On the more veteran side, Corey said, “If you’re not playing Lauren Alaina’s new single (‘Getting Good’) right now, I mean, get your ears checked. It’s a smash.” Deaton added, “Runaway June, it’s great to see them doing what they’re doing (with ‘Buy My Own Drinks’ having gone top 10)… ..I think it’s a shame that Lindsay Ell has been around since 2014 and her first hit was (a duet) with Brantley Gilbert. In my opinion (Ell’s follow-up single) ‘I Don’t Love You’ is the best thing she’s ever done and it can’t even get inside the top 50, and it’s a damn shame. When people have hits and you don’t play the next one, shame on you. That’s how we build artists; that’s how we build the format.”

Damon: “If you’re not playing Ashley McBryde, there’s not much better. I remember at the CMAs when she won best new artist, and there was all this conversation about ‘Ahh, I gotta get on that.’ And you guys still aren’t on that. You’re not gonna love it all and can’t play it all. But if you find a female record that you love, you gotta be a champion.”

“I have a question for my fellow panelists,” said Corey, who only switched from pop to country programming three years ago. “Do you think Taylor (Swift) leaving the format hurt?”

“One hundred percent,” answered the veteran Deaton. “Absolutely.”

But as a corollary, perhaps, there’s a parallel story that’s happier for country radio: Maren Morris not leaving the format. In 2018, when Variety published a piece on the dire straits for female artists at radio, RJ Curtis, who was about to be named executive director of Country Radio Broadcasters and CRS, spoke about Morris as a possible test case for country’s female-star retention. ““Maren had one of the biggest records of the year. Unfortunately, it was on Top 40 [‘The Middle’],” Curtis said then. “Maren has had to struggle getting traction, and other formats are taking our artists.”
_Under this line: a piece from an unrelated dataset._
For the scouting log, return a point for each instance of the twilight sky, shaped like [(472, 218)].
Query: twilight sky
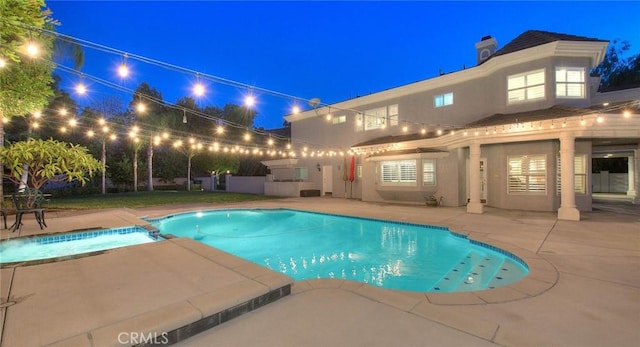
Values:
[(330, 50)]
Since that story was published, of course, Morris has had not just one No. 1 single off her latest release (the title track, “Girl,” in 2019) but two (with the early 2020 dominance of “The Bones”). Does her ascendance to repeat chart-topper represent an example of the format taking to heart the warnings of Curtis and others like him? Or has a format that said “Meh,” en masse, to Musgraves’ last record, which won the Grammy and CMA for album of the year — and then still maintains “The best songs win” — really taken the best lessons to heart? With so much great music by women in the hopper, the year may tell which of these conflicting examples really foretells the format’s future.